Trabajo en valores organizacionales

por Eugenio Moliní

Estamos dando los primeros pasos en el trabajo con un proceso de convergencia de varias empresas y organismos en una alianza estratégica que se cristalizará en un proyecto conjunto de gran envergadura. Una de las cosas de las que estamos hablando con el cliente es de la necesidad de desarrollar unos valores organizacionales comunes. Las conversaciones van por buen camino y, han emergido dos formas de ver cómo se desarrollan estos valores comunes.

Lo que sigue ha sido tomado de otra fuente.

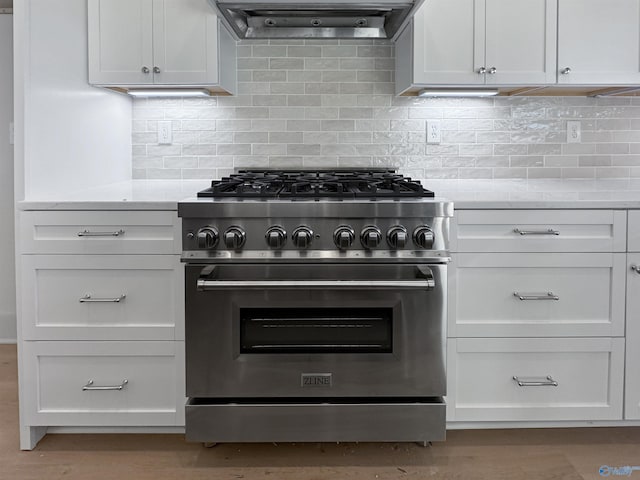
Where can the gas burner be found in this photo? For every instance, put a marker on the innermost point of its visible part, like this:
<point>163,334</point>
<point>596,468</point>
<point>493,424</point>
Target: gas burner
<point>292,184</point>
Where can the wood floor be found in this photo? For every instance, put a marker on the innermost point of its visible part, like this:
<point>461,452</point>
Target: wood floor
<point>466,455</point>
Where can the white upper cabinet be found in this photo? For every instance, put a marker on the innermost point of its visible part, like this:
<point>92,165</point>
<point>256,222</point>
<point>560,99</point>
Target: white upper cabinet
<point>520,42</point>
<point>448,42</point>
<point>159,42</point>
<point>477,42</point>
<point>599,42</point>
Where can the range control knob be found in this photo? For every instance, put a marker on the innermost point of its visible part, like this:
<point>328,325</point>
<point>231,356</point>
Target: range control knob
<point>302,237</point>
<point>234,238</point>
<point>397,237</point>
<point>370,237</point>
<point>423,237</point>
<point>207,237</point>
<point>276,237</point>
<point>343,237</point>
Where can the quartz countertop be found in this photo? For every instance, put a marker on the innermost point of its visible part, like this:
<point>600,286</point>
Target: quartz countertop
<point>466,194</point>
<point>129,195</point>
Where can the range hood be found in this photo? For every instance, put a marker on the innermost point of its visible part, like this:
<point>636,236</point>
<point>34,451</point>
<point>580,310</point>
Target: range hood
<point>316,19</point>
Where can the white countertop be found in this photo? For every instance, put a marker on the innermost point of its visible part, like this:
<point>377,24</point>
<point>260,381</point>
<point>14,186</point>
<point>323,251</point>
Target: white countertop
<point>130,195</point>
<point>466,194</point>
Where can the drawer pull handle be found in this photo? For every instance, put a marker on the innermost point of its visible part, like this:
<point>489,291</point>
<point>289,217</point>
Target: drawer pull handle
<point>91,386</point>
<point>547,296</point>
<point>549,231</point>
<point>549,382</point>
<point>88,233</point>
<point>88,299</point>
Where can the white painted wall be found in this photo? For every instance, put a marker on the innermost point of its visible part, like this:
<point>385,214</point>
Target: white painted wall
<point>7,264</point>
<point>75,136</point>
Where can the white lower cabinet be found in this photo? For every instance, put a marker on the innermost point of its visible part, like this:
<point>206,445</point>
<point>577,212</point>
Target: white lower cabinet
<point>555,379</point>
<point>102,297</point>
<point>537,294</point>
<point>632,390</point>
<point>537,316</point>
<point>104,383</point>
<point>101,321</point>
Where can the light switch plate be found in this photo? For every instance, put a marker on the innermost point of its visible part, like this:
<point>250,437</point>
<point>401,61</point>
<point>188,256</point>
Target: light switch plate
<point>434,131</point>
<point>164,132</point>
<point>574,131</point>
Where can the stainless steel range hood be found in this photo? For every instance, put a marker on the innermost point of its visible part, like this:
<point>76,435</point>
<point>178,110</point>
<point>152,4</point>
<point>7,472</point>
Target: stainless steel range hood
<point>316,19</point>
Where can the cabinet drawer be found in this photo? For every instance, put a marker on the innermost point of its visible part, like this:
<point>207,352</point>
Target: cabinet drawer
<point>539,231</point>
<point>100,232</point>
<point>102,297</point>
<point>588,371</point>
<point>534,294</point>
<point>142,383</point>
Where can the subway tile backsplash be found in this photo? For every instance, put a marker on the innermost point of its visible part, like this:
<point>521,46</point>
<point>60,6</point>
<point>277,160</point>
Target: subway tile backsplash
<point>330,103</point>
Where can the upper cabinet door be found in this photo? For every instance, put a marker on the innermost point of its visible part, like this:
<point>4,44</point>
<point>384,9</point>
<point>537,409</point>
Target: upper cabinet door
<point>449,42</point>
<point>185,41</point>
<point>120,42</point>
<point>599,42</point>
<point>521,41</point>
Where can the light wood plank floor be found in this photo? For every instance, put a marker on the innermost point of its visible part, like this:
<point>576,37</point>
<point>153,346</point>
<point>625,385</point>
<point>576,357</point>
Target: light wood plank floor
<point>466,455</point>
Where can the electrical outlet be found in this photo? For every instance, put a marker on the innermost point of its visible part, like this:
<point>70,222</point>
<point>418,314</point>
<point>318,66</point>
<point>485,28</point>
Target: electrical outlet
<point>164,132</point>
<point>574,132</point>
<point>434,132</point>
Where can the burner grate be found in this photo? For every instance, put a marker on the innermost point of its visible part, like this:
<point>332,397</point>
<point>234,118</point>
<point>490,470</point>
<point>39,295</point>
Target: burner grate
<point>291,184</point>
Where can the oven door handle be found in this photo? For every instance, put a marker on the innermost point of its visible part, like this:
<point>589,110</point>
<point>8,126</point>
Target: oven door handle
<point>425,281</point>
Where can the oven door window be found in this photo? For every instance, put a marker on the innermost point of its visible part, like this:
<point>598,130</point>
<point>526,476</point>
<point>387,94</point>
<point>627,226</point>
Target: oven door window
<point>316,330</point>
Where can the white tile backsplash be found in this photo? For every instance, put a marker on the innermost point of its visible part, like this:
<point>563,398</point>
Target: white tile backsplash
<point>329,103</point>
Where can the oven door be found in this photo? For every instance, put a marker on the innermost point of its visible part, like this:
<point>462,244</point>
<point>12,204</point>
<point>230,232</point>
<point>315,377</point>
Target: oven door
<point>315,330</point>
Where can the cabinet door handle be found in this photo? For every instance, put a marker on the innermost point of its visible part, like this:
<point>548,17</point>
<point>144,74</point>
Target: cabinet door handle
<point>91,386</point>
<point>549,231</point>
<point>88,233</point>
<point>88,299</point>
<point>547,296</point>
<point>548,382</point>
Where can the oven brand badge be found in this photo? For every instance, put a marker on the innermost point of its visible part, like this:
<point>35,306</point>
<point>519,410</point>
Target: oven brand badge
<point>316,380</point>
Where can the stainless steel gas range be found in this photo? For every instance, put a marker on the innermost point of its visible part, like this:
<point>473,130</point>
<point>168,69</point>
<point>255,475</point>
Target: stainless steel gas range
<point>315,308</point>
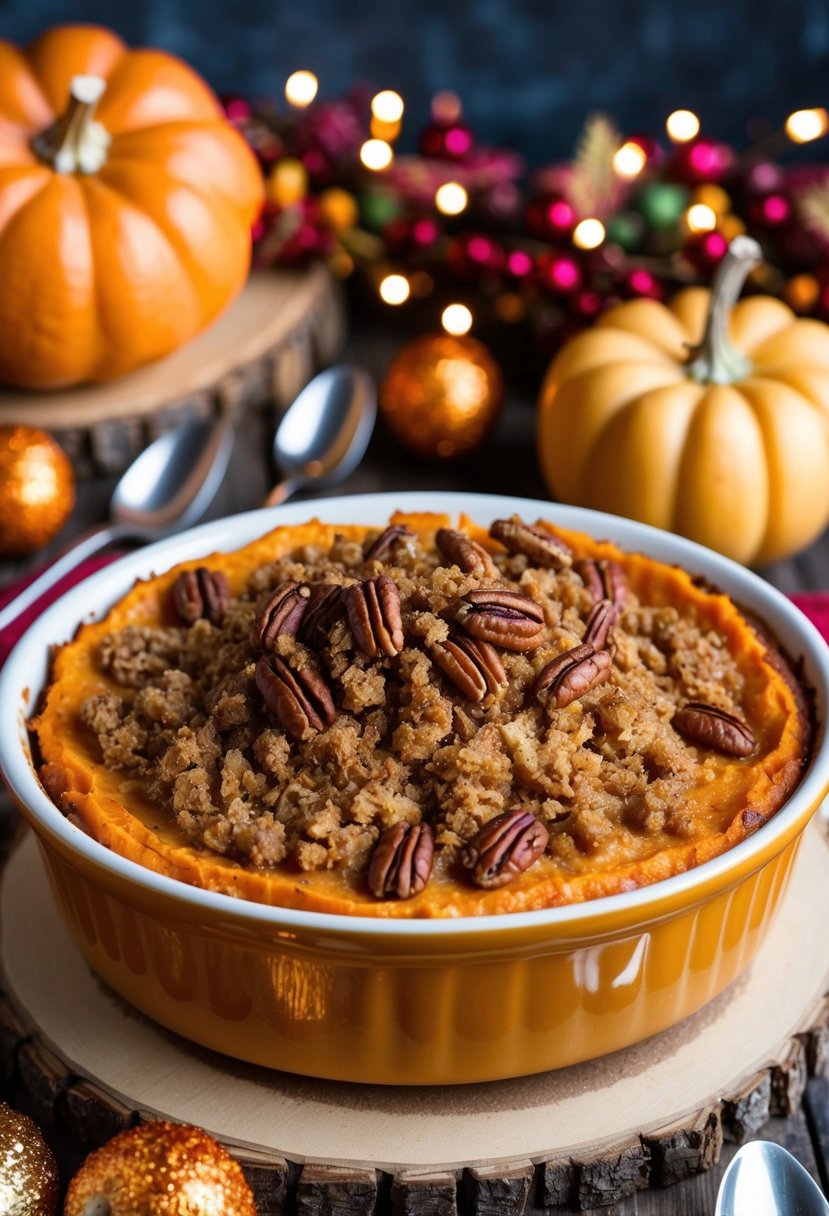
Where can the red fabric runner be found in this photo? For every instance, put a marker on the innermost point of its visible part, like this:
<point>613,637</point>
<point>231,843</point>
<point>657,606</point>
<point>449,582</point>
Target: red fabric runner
<point>10,635</point>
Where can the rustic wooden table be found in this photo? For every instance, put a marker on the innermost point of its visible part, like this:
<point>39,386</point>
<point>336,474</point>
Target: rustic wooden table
<point>506,465</point>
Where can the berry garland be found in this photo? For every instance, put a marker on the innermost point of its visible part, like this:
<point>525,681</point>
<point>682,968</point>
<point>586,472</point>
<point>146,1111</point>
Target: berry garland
<point>458,221</point>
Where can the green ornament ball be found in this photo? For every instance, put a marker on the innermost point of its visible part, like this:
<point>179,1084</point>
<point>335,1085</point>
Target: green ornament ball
<point>626,230</point>
<point>378,208</point>
<point>661,203</point>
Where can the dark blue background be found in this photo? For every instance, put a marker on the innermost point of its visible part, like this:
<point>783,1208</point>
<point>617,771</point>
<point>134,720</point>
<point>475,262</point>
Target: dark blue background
<point>528,71</point>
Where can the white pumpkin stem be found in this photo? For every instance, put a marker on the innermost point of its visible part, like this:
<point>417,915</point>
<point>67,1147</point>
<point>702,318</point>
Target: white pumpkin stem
<point>715,360</point>
<point>75,142</point>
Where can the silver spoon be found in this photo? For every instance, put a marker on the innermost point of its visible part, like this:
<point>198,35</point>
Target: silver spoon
<point>168,487</point>
<point>325,432</point>
<point>765,1180</point>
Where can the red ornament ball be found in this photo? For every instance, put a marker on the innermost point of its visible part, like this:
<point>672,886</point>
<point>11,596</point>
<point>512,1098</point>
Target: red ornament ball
<point>641,283</point>
<point>587,304</point>
<point>558,274</point>
<point>551,217</point>
<point>441,395</point>
<point>704,251</point>
<point>519,264</point>
<point>237,110</point>
<point>474,253</point>
<point>446,141</point>
<point>772,210</point>
<point>411,235</point>
<point>762,178</point>
<point>701,161</point>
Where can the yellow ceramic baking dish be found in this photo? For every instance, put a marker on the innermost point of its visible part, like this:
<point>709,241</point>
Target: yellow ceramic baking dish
<point>413,1001</point>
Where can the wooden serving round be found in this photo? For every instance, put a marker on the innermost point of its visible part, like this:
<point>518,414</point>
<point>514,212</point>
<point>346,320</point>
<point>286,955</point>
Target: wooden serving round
<point>591,1133</point>
<point>260,352</point>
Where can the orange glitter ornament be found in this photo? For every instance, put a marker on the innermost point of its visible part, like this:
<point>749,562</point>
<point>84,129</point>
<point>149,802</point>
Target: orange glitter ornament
<point>161,1169</point>
<point>37,490</point>
<point>28,1174</point>
<point>441,395</point>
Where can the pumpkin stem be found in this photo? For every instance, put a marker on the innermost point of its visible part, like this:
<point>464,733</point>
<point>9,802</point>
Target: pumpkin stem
<point>715,360</point>
<point>75,142</point>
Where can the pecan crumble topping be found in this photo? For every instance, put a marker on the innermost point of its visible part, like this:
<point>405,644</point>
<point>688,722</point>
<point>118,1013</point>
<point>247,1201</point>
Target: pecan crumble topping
<point>505,703</point>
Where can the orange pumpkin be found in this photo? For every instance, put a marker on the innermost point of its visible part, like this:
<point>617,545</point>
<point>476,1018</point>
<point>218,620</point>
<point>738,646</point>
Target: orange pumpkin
<point>705,417</point>
<point>125,207</point>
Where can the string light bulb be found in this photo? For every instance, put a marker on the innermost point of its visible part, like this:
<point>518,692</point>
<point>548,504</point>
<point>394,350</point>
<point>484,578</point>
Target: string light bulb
<point>446,107</point>
<point>388,106</point>
<point>456,319</point>
<point>395,290</point>
<point>701,218</point>
<point>451,198</point>
<point>805,125</point>
<point>588,234</point>
<point>376,155</point>
<point>300,89</point>
<point>630,159</point>
<point>682,125</point>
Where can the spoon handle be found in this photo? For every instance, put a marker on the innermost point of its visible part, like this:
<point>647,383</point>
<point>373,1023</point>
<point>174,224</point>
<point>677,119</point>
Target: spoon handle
<point>90,542</point>
<point>281,493</point>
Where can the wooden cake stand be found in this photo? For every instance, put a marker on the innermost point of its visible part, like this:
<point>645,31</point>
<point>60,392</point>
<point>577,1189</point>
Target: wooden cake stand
<point>260,352</point>
<point>582,1136</point>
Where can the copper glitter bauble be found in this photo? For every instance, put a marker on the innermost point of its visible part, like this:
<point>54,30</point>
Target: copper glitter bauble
<point>28,1174</point>
<point>37,490</point>
<point>441,395</point>
<point>161,1169</point>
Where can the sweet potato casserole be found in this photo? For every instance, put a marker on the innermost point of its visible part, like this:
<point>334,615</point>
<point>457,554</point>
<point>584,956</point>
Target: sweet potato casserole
<point>430,720</point>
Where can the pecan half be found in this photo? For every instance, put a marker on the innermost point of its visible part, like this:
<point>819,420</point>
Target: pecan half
<point>506,618</point>
<point>298,698</point>
<point>201,594</point>
<point>604,580</point>
<point>505,848</point>
<point>599,623</point>
<point>573,673</point>
<point>325,606</point>
<point>540,546</point>
<point>373,613</point>
<point>401,861</point>
<point>474,668</point>
<point>282,614</point>
<point>384,545</point>
<point>711,727</point>
<point>464,552</point>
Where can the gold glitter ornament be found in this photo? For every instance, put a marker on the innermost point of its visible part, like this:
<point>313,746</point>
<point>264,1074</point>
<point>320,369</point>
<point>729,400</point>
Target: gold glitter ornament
<point>28,1174</point>
<point>37,490</point>
<point>161,1169</point>
<point>441,395</point>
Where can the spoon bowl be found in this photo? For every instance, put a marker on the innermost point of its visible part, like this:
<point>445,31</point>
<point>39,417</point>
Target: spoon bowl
<point>168,485</point>
<point>174,480</point>
<point>765,1180</point>
<point>325,432</point>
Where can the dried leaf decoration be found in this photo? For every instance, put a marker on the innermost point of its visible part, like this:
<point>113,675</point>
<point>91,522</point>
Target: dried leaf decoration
<point>812,207</point>
<point>593,186</point>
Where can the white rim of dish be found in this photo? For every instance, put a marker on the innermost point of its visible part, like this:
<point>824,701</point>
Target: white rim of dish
<point>58,621</point>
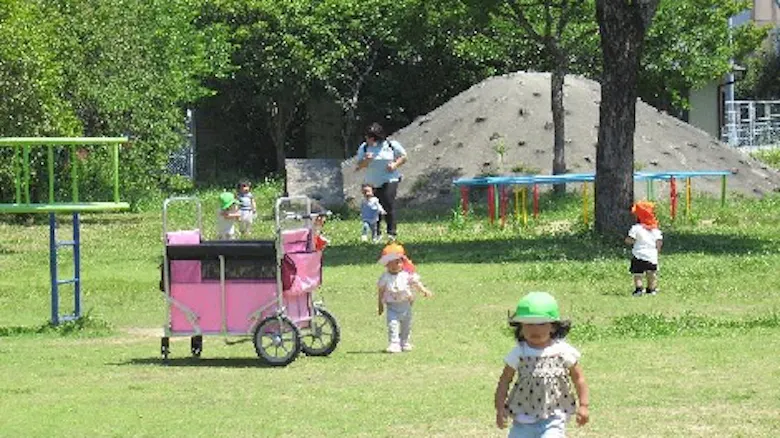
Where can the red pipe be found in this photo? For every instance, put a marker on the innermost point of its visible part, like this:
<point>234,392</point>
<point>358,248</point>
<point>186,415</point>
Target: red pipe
<point>491,203</point>
<point>536,201</point>
<point>504,201</point>
<point>673,196</point>
<point>464,199</point>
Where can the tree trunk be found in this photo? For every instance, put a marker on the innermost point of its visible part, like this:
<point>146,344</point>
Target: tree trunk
<point>559,136</point>
<point>622,27</point>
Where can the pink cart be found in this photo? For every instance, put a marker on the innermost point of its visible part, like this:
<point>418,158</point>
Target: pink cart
<point>258,288</point>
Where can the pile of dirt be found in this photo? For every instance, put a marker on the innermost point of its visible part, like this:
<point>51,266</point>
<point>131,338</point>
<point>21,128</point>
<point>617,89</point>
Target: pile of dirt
<point>503,126</point>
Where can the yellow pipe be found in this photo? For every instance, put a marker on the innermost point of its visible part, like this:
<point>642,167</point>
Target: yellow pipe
<point>525,209</point>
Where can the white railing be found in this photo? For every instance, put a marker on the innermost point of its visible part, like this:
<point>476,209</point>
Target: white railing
<point>752,123</point>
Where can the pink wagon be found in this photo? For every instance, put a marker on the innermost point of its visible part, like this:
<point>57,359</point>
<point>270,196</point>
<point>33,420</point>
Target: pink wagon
<point>258,288</point>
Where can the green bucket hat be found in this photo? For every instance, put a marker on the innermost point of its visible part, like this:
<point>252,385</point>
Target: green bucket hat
<point>537,308</point>
<point>226,199</point>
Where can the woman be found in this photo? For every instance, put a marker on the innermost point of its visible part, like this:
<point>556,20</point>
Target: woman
<point>381,158</point>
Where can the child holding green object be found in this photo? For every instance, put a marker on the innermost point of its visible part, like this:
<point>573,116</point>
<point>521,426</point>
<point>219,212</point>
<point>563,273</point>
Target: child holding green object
<point>227,216</point>
<point>541,400</point>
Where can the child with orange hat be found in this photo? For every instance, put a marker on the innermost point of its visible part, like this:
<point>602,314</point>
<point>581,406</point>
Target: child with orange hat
<point>395,293</point>
<point>647,240</point>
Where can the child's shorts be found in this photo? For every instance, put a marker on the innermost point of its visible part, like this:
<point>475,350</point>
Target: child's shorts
<point>641,266</point>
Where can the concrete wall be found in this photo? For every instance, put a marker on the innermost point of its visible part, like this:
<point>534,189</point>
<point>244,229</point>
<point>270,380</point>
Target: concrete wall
<point>319,179</point>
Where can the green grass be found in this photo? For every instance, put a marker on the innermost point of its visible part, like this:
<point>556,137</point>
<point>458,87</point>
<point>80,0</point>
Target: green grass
<point>696,360</point>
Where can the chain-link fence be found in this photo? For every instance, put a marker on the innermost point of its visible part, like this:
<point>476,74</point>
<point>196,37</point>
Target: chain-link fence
<point>752,123</point>
<point>182,161</point>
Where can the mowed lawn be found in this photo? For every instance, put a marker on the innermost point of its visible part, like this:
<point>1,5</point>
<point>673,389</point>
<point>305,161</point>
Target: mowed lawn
<point>699,359</point>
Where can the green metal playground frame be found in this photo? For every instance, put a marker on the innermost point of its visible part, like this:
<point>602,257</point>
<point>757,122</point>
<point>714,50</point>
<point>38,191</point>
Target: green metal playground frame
<point>21,163</point>
<point>22,204</point>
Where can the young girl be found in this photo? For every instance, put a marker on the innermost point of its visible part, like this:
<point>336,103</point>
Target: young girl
<point>647,240</point>
<point>541,400</point>
<point>227,215</point>
<point>246,206</point>
<point>394,291</point>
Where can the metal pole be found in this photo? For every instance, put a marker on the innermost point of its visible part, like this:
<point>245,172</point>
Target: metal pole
<point>50,165</point>
<point>55,299</point>
<point>17,176</point>
<point>115,159</point>
<point>74,174</point>
<point>26,169</point>
<point>76,266</point>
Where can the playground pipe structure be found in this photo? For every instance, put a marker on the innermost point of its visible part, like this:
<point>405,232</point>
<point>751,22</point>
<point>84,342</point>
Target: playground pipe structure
<point>520,183</point>
<point>24,204</point>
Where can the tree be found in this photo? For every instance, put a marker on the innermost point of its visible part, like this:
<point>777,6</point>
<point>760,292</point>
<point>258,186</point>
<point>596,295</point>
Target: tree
<point>622,26</point>
<point>556,18</point>
<point>689,45</point>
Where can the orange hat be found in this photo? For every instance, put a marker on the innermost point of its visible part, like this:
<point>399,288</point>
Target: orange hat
<point>643,210</point>
<point>394,251</point>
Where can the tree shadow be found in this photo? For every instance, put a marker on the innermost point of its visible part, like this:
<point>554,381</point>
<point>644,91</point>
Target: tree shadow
<point>194,362</point>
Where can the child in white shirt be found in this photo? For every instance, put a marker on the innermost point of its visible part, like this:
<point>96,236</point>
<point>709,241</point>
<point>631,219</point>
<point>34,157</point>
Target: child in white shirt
<point>395,293</point>
<point>647,241</point>
<point>227,215</point>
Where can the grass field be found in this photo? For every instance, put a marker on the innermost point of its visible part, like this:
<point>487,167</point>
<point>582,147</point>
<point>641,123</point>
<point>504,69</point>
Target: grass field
<point>699,359</point>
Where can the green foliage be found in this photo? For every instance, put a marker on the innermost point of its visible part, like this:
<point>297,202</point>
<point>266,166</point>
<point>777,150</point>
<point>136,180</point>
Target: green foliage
<point>105,69</point>
<point>688,46</point>
<point>769,156</point>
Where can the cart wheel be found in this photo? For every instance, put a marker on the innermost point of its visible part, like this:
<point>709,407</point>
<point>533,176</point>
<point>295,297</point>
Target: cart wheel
<point>322,335</point>
<point>277,340</point>
<point>165,347</point>
<point>196,345</point>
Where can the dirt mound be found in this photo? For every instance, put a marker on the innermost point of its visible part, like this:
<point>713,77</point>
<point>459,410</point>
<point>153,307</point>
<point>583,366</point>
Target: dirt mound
<point>503,126</point>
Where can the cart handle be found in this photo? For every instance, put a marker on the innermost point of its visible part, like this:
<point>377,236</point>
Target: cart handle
<point>169,201</point>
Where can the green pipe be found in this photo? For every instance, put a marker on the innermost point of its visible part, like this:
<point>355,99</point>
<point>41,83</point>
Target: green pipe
<point>26,173</point>
<point>74,177</point>
<point>115,158</point>
<point>22,141</point>
<point>50,162</point>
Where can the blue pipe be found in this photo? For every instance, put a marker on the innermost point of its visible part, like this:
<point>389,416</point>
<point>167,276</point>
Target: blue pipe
<point>55,299</point>
<point>76,266</point>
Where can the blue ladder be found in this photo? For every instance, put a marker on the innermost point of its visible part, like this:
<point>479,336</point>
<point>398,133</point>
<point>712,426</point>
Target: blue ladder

Por una parte está la tradicional, que es empezar por hacer un decálogo de valores para proclamarlos en todos los documentos y ocasiones. Esto está bien, siempre y cuando se trabaje con la discrepancia que suele haber entre los valores proclamados y los valores vividos, es decir los que permean los actos cotidianos de las personas en la empresa. Algunos de los ejemplos más brillantes que conozco del trabajo por este método son:

  • LEROY – MERLIN España, cuyo decálogo de valores es un documento vivo que cuelga en todos los rincones. Tuve ocasión de conocer este trabajo en mayo de este año (2009) de la mano de Gonzalo Ramón Anguita (Responsable de Calidad y Sostenibilidad) y Francisco Ferrari (responsable de Formación y Desarrollo)
  • MOTOROLA, que con su decálogo y manual “Uncompromising Integrity” fué un modelo en los años 90 sobre cómo mantener la integridad en medios internacionales y multiculturales. “Uncompromising Integrity” fué escrito por R. S. Moorty, entonces Director de Estudios Estratégicos, Liderazgo Global y Desarrollo Organizacional de Motorola. R.S. fué compañero mío de formación en el Gestalt-IOSD 1997-1998.

También tengo el ejemplo deplorable de la máxima discrepancia entre los valores proclamados y los vividos. Una multinacional del transporte de datos que me contrató para ayudarles a formar un equipo de comerciales para cuentas globales. En la apertura del proceso de formación del equipo, el Director General les expuso a los comerciales, de una forma un tanto autoritaria, los valores de la compañia. Al legar al valor “Rebotamos” (We bounce back) el DG explicó que esto significaba que los empleados de la empresa eran como las muñecas rusas que tienen una base muy pesada y redondeada que nunca se tumban: ante los contratiempos rebotamos inmediatamente, dijo. De lo que no se daba cuenta este DG es de que los comerciales que iban a formar parte de este equipo se iban cada vez tumbando más en las sillas, como si quisieran esconderse debajo de la mesa.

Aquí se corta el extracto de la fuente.